83 無難な回答を口にするやつ
数日前、不審人物が二人、シャルタに通じる小道で巡回中の警察官に目撃されている。
ただ、その報告には二通りある。
パイサイドだったという報告と、そうではなかったという報告。
今日また、姿を見かけたのだという。
「今日は一人だけのようでしたが、逃げ足の速い奴で」
「現在捜索中ですか」
「ええ。しかし、水中に逃げられては手も足も出ないので」
「確かにパリサイドだったのですか?」
「ええ、まあ。その辺りは曖昧なんですが」
先日の目撃情報も、今日のそれも、一瞬、姿を見たというもの。
それに、この暗さ。パリサイドなのかどうか、言い切れるものではないだろう。
今まだパリサイドの身体を有している者がいるとすれば、どういうことになるのか。
ロームスが滅んで、あるいは力が弱まって、宇宙船に乗っていたパリサイドは全員が人の姿に戻った。

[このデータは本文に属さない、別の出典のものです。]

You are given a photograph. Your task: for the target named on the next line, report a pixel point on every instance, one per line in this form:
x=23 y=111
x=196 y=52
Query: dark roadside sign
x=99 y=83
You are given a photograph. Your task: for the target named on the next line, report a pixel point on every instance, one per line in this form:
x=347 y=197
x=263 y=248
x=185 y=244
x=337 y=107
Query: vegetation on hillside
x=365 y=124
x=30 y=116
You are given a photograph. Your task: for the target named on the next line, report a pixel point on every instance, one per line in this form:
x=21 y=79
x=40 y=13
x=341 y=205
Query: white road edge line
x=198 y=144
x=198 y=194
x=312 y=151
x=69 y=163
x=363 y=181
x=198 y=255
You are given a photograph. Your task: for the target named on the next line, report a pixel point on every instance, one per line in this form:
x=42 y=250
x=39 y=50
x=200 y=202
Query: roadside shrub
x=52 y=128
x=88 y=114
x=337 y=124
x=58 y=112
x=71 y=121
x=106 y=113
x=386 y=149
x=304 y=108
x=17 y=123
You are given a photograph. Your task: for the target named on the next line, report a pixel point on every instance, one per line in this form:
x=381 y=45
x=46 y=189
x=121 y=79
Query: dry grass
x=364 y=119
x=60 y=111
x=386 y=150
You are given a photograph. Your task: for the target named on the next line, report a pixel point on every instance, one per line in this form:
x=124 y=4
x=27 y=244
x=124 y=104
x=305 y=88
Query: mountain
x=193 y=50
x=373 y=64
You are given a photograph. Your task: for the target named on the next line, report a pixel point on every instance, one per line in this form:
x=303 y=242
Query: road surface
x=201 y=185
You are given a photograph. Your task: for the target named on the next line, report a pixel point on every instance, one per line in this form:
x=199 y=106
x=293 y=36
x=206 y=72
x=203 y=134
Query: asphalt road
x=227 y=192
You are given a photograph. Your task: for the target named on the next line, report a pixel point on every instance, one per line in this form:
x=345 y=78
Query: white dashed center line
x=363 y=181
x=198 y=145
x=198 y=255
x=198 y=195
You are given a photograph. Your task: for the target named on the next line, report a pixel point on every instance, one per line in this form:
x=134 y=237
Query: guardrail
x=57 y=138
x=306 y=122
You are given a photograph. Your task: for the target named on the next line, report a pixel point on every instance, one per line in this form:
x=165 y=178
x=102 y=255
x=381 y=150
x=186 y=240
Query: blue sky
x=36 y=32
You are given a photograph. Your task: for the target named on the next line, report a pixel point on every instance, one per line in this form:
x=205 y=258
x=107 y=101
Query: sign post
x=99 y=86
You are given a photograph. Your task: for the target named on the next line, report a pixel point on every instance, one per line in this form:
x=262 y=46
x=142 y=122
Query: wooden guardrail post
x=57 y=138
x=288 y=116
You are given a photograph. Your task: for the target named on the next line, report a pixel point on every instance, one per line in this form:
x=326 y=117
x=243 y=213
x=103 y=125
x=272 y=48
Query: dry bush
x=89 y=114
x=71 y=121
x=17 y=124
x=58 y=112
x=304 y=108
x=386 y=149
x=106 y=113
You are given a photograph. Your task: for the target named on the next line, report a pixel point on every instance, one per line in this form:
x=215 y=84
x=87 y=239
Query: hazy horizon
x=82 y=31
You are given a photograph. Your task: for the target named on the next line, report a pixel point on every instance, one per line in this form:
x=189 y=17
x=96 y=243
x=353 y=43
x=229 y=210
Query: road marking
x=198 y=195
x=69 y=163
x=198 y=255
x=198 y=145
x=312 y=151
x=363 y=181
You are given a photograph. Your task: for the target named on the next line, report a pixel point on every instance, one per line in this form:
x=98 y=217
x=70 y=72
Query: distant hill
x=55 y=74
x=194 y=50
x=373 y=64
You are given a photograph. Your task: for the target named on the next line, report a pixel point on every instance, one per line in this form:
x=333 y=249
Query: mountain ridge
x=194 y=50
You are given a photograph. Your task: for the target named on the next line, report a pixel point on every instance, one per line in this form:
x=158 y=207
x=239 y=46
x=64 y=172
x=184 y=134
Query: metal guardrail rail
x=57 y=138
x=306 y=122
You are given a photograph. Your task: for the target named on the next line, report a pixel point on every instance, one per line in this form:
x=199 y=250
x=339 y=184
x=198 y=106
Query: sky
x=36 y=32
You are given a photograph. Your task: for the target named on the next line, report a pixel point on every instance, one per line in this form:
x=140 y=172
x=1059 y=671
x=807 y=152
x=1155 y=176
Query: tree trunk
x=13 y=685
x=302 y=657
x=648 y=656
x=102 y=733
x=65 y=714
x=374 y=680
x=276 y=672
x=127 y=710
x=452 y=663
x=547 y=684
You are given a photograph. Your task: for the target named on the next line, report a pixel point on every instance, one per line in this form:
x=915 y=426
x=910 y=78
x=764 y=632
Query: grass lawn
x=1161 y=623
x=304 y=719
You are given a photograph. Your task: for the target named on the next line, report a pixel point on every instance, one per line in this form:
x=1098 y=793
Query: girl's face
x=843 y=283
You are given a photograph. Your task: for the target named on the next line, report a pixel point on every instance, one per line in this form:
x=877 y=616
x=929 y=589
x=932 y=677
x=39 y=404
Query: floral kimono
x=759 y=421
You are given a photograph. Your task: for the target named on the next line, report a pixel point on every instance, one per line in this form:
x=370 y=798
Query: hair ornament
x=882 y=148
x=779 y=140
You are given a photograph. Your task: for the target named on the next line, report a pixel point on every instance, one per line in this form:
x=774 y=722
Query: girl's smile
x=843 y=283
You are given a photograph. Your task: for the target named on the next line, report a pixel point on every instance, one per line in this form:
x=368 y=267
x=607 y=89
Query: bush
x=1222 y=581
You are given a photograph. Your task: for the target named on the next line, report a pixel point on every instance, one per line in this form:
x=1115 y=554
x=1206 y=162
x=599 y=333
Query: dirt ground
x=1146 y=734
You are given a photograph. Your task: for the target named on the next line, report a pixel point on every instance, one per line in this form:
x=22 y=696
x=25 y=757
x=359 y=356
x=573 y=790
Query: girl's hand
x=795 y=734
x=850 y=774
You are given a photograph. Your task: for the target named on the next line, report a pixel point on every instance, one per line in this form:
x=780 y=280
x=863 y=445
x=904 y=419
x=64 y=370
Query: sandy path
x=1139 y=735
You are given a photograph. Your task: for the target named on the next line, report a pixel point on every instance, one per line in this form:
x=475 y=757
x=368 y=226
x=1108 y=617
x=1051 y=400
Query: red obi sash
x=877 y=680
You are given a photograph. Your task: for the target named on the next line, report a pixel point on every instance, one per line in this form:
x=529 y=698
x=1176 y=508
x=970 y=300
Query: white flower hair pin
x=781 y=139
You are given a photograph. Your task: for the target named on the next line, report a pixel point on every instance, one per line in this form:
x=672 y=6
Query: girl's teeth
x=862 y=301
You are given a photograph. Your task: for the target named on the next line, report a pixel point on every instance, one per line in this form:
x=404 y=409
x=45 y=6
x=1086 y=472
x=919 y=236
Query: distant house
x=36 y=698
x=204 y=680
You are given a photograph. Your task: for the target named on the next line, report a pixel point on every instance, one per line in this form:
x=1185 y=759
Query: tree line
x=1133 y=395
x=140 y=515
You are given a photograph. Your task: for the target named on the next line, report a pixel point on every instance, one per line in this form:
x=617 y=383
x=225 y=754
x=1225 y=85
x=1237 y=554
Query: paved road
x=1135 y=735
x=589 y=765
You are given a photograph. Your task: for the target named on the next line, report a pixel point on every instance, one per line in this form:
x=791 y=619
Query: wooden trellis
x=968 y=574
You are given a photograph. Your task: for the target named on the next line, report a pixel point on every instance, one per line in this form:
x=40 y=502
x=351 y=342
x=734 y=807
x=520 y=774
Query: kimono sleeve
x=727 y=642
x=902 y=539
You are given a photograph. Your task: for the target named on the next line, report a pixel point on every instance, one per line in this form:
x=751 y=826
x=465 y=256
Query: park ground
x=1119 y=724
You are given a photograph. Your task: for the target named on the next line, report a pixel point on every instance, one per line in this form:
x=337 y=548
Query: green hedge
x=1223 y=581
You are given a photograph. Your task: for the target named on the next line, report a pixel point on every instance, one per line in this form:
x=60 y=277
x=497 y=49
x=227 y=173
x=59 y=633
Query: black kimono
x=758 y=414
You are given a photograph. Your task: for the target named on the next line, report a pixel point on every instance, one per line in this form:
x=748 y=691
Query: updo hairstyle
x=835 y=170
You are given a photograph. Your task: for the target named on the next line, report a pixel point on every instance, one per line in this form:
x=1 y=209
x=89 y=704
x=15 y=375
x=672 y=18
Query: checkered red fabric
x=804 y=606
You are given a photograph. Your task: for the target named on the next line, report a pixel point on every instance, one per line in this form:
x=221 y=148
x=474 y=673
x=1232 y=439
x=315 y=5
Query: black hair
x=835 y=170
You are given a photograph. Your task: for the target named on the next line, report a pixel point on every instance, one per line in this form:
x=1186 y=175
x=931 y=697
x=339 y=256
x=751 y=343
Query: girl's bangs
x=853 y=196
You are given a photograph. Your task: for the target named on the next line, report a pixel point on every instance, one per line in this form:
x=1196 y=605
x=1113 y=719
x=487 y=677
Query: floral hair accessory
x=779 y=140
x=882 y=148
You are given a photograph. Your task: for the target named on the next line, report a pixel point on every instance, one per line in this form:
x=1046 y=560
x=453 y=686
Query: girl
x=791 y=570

元々パリサイドだった者も、アギからパリサイドになった者も。
地球に残されたパリサイドは、そのままその姿を保持しているのだろうか。
あるいは、別系統のパリサイドがいるのだろうか。
「逃げた、んですか?」
「我々の姿を認めたのでしょう。さっと姿を消したようです」
パリサイドであれば、人の能力をはるかに超える視力を持っているはずだし、動きも敏捷だ。
空を飛ぶこともできるし海中深く潜ることもできる。
まして殺傷能力は言うに及ばず。
己の姿を自在に変えることさえできるのだ。
眼前から姿を消すことなど容易いこと。
「パリサイドではない、という可能性は?」
「ううむ」
腕を組んで「五分五分でしょうな」と、無難な回答を口にするやつ。